Steven MacLean's scrambled second goal in the second half eased the nerves of the St Johnstone support but Anderson's was always going to be enough. There were three truths about yesterday's final: St Johnstone have the upper hand over United; Jackie McNamara's side find it difficult to score against the McDiarmid Park club; and United are fallible at set-pieces. These slivers of fact slipped together to form a splendid mosaic for the Perth side.

Anderson, the central character in this historic drama, was, of course, a Dundee United player before embarking on a decade of service for St Johnstone. He has played 234 times for the Saints, scoring seven goals.

His connection with a David Wotherspoon corner was a special eighth and helped earn him the man of the match award. The roars that greeted his goal were loud and long and his post-match celebrations were backed by a soundtrack of glee from the host of St Johnstone fans in the Jock Stein end.

These uproars almost - but not quite - silenced the whisper suggesting persuasively that this was a cup final for the journeyman, for the player who has toiled with effort and dignity through an extended career without detailing their agent to deny a report linking them with Manchester United.

The United team was sprinkled with promise and talent but it did not shine on a dull Saturday. Nadir Ciftci was strong and occasionally dangerous and smacked the bar with a fine free-kick. Andrew Robertson was buccaneering, with Ryan Dow smacking the post after the full-back's best intervention. But Stuart Armstrong, Gary Mackay-Steven and Ryan Gauld, on as a substitute, were unremarkable.

In contrast, Wotherspoon, once of Hibernian, Dave Mackay, for the whom the title "veteran defender" is an option if he considers changing his name by deed poll, and Frazer Wright, another of Scottish football's well-kent faces, all supplied St Johnstone with a spine that forced them to walk straight and true towards a cup presentation.

They did not even need Stevie May to score, though the 21-year-old placed the ball in the net with his mitt in the second half.

The young striker was overshadowed on the day by the contributions of his team-mates, though it must be said that whatever May lacked in threat he made up with in sheer hard work. He played through the centre before lining up on the left wing and performing occasionally as an auxiliary full-back.

The victory, then, was a triumph of will and effort. But the organisation cannot be forgotten. United did not perform as a cohesive, fluid unit.

Much of this can be laid at the feet of such as Anderson, Wright and others in defence as well as the industrious Chris Millar in midfield.

Manager Tommy Wright assembled a corps that fought bravely and well. There was sweat in the St Johnstone performance but there was a strategy too.
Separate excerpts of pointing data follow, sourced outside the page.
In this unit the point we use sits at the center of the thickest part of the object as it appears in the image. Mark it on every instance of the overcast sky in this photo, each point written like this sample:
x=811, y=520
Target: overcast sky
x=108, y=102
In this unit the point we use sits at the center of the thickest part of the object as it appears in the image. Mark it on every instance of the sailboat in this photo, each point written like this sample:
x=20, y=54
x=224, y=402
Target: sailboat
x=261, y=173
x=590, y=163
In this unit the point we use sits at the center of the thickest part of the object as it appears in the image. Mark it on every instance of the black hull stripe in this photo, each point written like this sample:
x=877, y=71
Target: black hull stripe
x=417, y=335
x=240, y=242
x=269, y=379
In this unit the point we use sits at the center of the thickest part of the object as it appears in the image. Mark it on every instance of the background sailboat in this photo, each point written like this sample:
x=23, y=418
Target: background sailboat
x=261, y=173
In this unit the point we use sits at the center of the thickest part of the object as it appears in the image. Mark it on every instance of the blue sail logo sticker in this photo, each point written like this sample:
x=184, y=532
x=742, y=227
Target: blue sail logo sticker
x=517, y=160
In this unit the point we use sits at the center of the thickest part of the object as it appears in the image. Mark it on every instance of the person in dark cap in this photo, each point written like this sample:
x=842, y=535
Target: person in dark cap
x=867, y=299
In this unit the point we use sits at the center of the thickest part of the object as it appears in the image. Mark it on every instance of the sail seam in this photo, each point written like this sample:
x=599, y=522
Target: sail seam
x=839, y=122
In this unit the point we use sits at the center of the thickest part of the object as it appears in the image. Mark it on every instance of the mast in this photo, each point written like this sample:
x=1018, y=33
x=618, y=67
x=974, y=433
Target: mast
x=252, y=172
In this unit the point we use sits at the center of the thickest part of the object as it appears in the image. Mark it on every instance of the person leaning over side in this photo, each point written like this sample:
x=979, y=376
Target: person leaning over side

United were regularly denied by St Johnstone closing down space but there were also the moments when a body in a blue shirt hurled itself to block an increasingly desperate effort. The narrative of history was to be broken and now rewritten with the tales of derring-do on an extraordinary day for the Perth side.

United were condemned to be the victims but they never stopped trying, never stopped forcing themselves on the St Johnstone goal. They were denied by a mix of high competence, woodwork and, perhaps, even fate.

The names of Anderson and his team-mates will now be marked in the minds of St Johnstone supporters as the club's name is finally etched on the old trophy. After 130 years, this was St Johnstone's day.